By Bay City News Service
The attorney for the family of 13-year-old Andy Lopez Cruz will file a federal civil rights lawsuit in San Francisco Monday against Sonoma County and the sheriff's deputy who fatally shot the teen on Oct. 22.
The lawsuit in Federal District Court will allege the fatal shooting was without reasonable cause in violation of the Fourth Amendment, Lopez family attorney Arnoldo Casillas said.
The complaint also will allege the shooting resulted in an unconstitutional custom and practice at the sheriff's office regarding the use of deadly force, Casillas said.
Lopez's parents Rodrigo Lopez and Sujey Cruz Casarez will attend a news conference at 1 p.m. in San Francisco on the findings of their investigation, the results of a private autopsy and the details of their son's life, Casillas said.
Casillas also filed three wrongful death claims on behalf of the boy's father and mother and the estate of Andy Lopez Cruz. The claims were received Thursday in Sonoma County.
The claims allege that as a result of the "intentional and/or negligent conduct" that caused the boy's death, the parents suffered "loss of financial support, gifts or benefits, funeral and burial expenses, the reasonable value of household services Andy would have provided and the loss of his love, companionship, comfort, care, assistance, protection, affection, society and moral support."
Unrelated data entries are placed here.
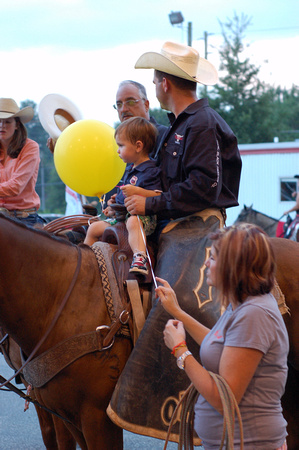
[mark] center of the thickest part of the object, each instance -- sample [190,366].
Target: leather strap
[137,308]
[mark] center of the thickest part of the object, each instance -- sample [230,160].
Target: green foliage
[255,111]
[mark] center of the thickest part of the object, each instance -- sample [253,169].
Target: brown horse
[54,432]
[250,215]
[36,270]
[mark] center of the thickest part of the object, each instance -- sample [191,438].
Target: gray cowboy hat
[9,108]
[180,60]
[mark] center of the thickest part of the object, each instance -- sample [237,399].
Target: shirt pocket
[173,161]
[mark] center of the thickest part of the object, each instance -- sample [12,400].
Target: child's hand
[111,200]
[109,212]
[129,190]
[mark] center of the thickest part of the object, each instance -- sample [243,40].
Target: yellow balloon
[86,158]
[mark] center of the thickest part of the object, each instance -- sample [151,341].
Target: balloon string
[147,253]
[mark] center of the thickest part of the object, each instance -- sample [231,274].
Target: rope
[229,406]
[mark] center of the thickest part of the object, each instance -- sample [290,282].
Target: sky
[82,49]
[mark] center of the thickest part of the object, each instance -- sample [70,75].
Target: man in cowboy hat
[199,155]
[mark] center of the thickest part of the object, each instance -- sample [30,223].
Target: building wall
[263,167]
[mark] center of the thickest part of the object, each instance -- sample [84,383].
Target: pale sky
[82,49]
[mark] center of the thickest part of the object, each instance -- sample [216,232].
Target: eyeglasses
[129,103]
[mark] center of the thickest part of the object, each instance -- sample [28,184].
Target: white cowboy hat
[9,108]
[180,60]
[56,112]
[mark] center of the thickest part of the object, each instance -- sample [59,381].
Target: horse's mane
[37,231]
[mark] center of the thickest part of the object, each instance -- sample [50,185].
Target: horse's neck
[28,288]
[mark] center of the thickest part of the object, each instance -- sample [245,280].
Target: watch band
[181,359]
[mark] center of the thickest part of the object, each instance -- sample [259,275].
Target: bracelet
[181,344]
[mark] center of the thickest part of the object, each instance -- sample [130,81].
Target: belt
[18,213]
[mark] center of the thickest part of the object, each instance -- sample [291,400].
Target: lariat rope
[229,406]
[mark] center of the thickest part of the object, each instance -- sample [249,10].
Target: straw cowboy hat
[9,108]
[180,60]
[57,112]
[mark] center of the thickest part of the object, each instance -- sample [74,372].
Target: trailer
[267,178]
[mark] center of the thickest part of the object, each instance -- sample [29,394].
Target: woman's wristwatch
[181,359]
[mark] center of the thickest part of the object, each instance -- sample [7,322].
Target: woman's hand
[167,297]
[51,144]
[111,200]
[174,333]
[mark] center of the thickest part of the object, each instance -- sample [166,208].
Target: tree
[256,112]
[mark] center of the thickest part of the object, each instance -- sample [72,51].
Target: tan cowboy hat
[57,112]
[180,60]
[9,108]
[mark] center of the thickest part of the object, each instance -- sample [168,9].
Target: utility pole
[205,36]
[190,34]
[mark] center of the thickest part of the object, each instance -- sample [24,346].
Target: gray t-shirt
[258,324]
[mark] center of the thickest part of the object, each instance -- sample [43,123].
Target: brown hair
[139,129]
[180,83]
[18,140]
[245,263]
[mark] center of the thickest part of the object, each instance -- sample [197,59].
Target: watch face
[180,363]
[181,360]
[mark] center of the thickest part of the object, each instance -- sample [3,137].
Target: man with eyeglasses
[132,101]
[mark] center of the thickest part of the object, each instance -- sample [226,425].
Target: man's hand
[51,144]
[135,205]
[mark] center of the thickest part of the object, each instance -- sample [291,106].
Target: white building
[267,178]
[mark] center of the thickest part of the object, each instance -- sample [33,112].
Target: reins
[27,398]
[63,303]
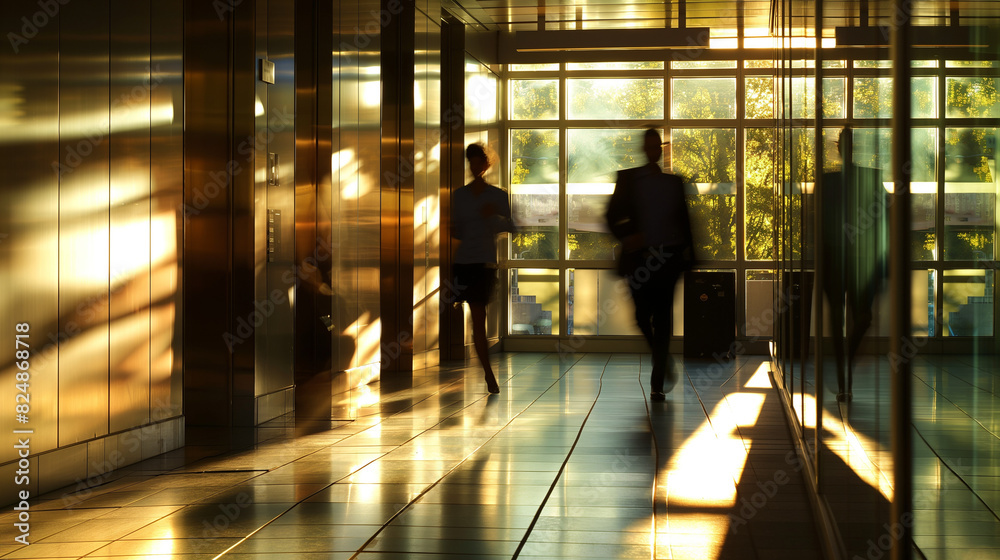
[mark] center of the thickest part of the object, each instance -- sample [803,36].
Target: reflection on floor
[956,458]
[571,460]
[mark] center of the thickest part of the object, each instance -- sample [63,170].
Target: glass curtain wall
[834,193]
[573,125]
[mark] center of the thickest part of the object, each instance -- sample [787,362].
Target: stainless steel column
[901,344]
[397,184]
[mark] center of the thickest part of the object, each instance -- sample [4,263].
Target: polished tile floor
[956,457]
[571,460]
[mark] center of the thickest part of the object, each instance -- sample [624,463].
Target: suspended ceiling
[723,17]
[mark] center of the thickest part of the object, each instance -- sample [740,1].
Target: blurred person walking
[479,213]
[647,213]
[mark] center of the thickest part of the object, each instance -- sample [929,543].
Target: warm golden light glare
[761,378]
[705,469]
[849,445]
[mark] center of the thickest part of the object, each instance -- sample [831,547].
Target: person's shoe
[491,385]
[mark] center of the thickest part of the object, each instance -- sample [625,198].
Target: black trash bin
[709,314]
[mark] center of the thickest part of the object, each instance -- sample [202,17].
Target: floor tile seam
[293,505]
[431,395]
[961,478]
[431,486]
[960,409]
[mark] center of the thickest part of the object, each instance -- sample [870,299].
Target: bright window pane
[534,67]
[760,97]
[970,194]
[968,303]
[760,304]
[534,188]
[595,157]
[973,97]
[759,198]
[923,294]
[609,98]
[706,159]
[534,301]
[598,303]
[873,97]
[800,98]
[534,99]
[702,64]
[645,65]
[703,98]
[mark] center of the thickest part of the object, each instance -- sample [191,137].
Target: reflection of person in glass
[648,214]
[855,207]
[479,212]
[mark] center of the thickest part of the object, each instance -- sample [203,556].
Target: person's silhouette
[648,214]
[854,227]
[480,212]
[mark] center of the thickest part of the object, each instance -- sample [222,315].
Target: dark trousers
[652,281]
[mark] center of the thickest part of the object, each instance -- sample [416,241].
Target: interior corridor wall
[90,236]
[354,205]
[427,144]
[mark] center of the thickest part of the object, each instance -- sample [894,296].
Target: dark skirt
[472,283]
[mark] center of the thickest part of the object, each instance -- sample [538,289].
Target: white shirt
[476,232]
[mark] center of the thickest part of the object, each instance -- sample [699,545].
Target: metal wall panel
[280,140]
[369,156]
[166,96]
[346,129]
[257,162]
[243,73]
[83,222]
[207,247]
[129,251]
[427,218]
[29,205]
[397,170]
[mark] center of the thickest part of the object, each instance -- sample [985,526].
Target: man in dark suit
[648,215]
[855,230]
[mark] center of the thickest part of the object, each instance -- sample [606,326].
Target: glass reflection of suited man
[854,230]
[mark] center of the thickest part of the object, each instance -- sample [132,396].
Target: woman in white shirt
[480,212]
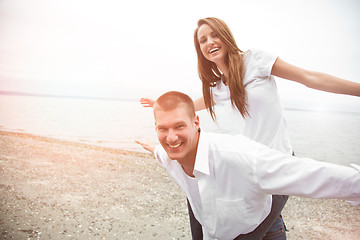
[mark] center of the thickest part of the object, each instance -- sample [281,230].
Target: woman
[242,86]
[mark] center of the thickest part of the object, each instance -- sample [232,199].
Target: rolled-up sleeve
[277,173]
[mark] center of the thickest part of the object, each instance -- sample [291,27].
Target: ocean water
[327,136]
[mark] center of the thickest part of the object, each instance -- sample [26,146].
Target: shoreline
[57,189]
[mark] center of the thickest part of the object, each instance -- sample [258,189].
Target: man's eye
[214,34]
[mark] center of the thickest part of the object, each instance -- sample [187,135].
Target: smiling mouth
[174,146]
[213,50]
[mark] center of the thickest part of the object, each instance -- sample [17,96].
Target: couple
[242,83]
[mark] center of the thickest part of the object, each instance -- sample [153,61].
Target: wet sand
[53,189]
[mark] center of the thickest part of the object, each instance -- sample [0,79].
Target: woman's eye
[214,34]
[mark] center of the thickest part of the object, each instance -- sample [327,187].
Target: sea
[324,136]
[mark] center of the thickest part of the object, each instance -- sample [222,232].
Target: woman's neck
[225,71]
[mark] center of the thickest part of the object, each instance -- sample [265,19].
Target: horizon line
[15,93]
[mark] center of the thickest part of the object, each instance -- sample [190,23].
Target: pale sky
[131,49]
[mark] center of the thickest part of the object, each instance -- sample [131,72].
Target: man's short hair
[172,100]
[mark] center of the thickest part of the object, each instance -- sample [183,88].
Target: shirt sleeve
[161,155]
[278,173]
The three claims seek unspecified monetary damages.
The claim on behalf of Lopez's estate seeks damages, losses and the imposition of punitive damages "against the deputies that shot and killed him."
Only sheriff's Deputy Erick Gelhaus shot Lopez as he walked down Moorland Avenue with a toy AK-47 rifle that Gelhaus believed was an authentic assault rifle, Santa Rosa police said.
Lopez was shot seven times and died at the scene. The identity of the other deputy has not been released.
Sonoma County Counsel Bruce Goldstein said the filing of the civil rights lawsuit in San Francisco makes the three wrongful death claims premature.
"The filing of the claims is not unusual. They are a little quick but not unexpected," Goldstein said.
"The filing of a civil rights lawsuit before the criminal investigation (by the Santa Rosa and Petaluma police departments) is unusual," Goldstein said.
"The lawsuit could interfere with the investigation," he said.
The county has 45 days to respond to the three wrongful death claims, Goldstein said.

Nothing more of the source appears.